The mechanisms through which tyrosine kinase inhibitors exert their cardiotoxicity are not fully understood. They are thought to be by inhibition of different pathways. Electrical toxicity predisposing to corrected for heart rate (QTc) interval prolongation is one suggested theory which has been implicated with the use of vandetanib (Figure 1). Functional toxicity that leads to left ventricular dysfunction and decreased ejection fraction are adverse events associated with use of sunitinib and dasatinib. Another mechanism by which tyrosine kinase inhibitors are thought to cause cardiac toxicity is through impairment of mitochondrial function. Sorafenib directly affects mitochondrial function resulting in decreased oxidative phosphorylation. In addition, sorafenib association with an incidence of MI was 2.9% whereas ibrutinib use was associated with 1.4% incidence of cardiac ischemia. It is due to the fact that pathways inducing pathological proliferation of tumor cells are often responsible for regulating normal cells in the myocardium.
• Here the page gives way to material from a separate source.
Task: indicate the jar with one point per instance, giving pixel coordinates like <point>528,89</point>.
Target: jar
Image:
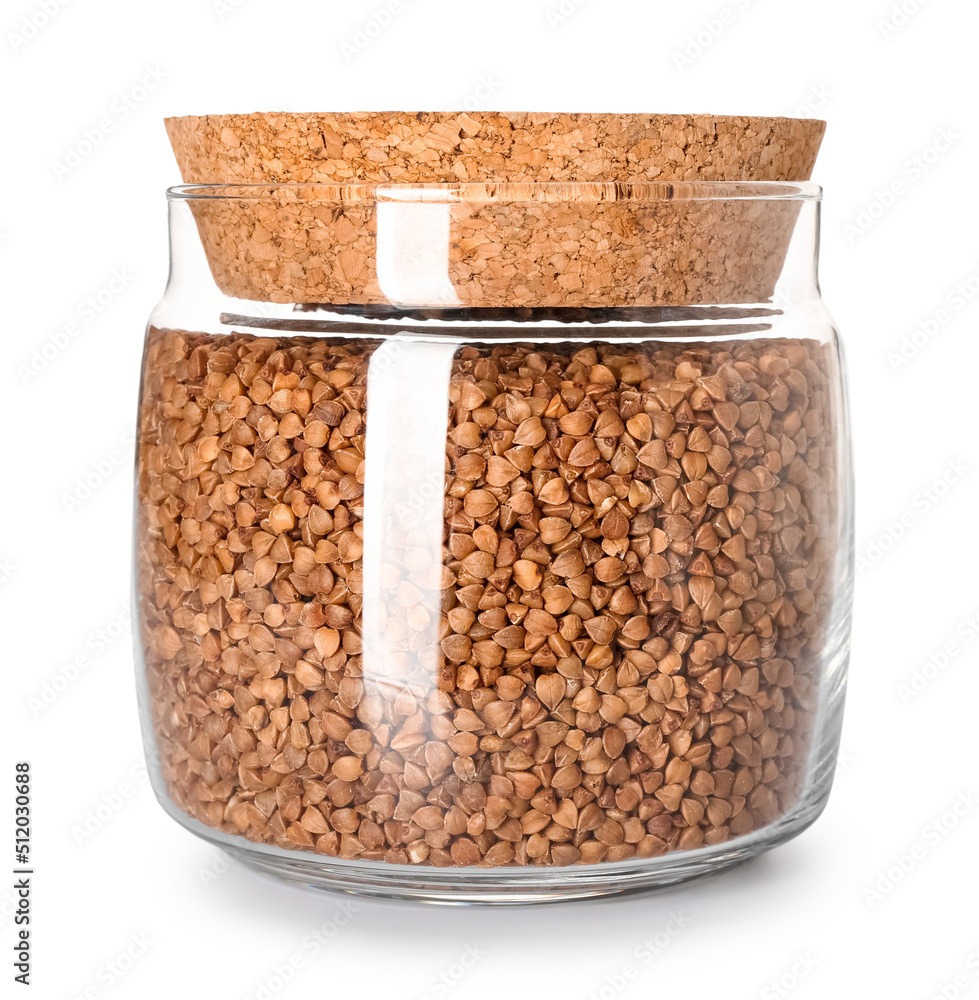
<point>493,540</point>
Our case report is aligned with the incidence rates of tyrosine kinase inhibitors’ cardiovascular toxicity illustrated in the literature. Incidence rates of MI with nintedanib is 3.03% per 100 patient-years in patients with higher cardiovascular risk. The development of atherosclerosis triggered by nintedanib is shown to be through inhibition of significant signalling pathways. Furthermore, nintedanib can affect instability of atherosclerotic plaques and plaque rupture through hindering of plaque healing. In addition, the findings of this case report needs more evidence to support the causality nature of this adverse effect with regard to tyrosine kinase inhibitors in general and nintedanib in particular.
Conclusion
Tyrosine kinase inhibitors pose a risk of cardiovascular toxicity in patients with pre-existing risk factors for cardiovascular disease. Treating healthcare professional needs to exercise extreme caution and monitoring when prescribing tyrosine kinase inhibitors in patients with existing cardiovascular risk factors to ensure optimal patient safety and reduce risk of cardiotoxicity.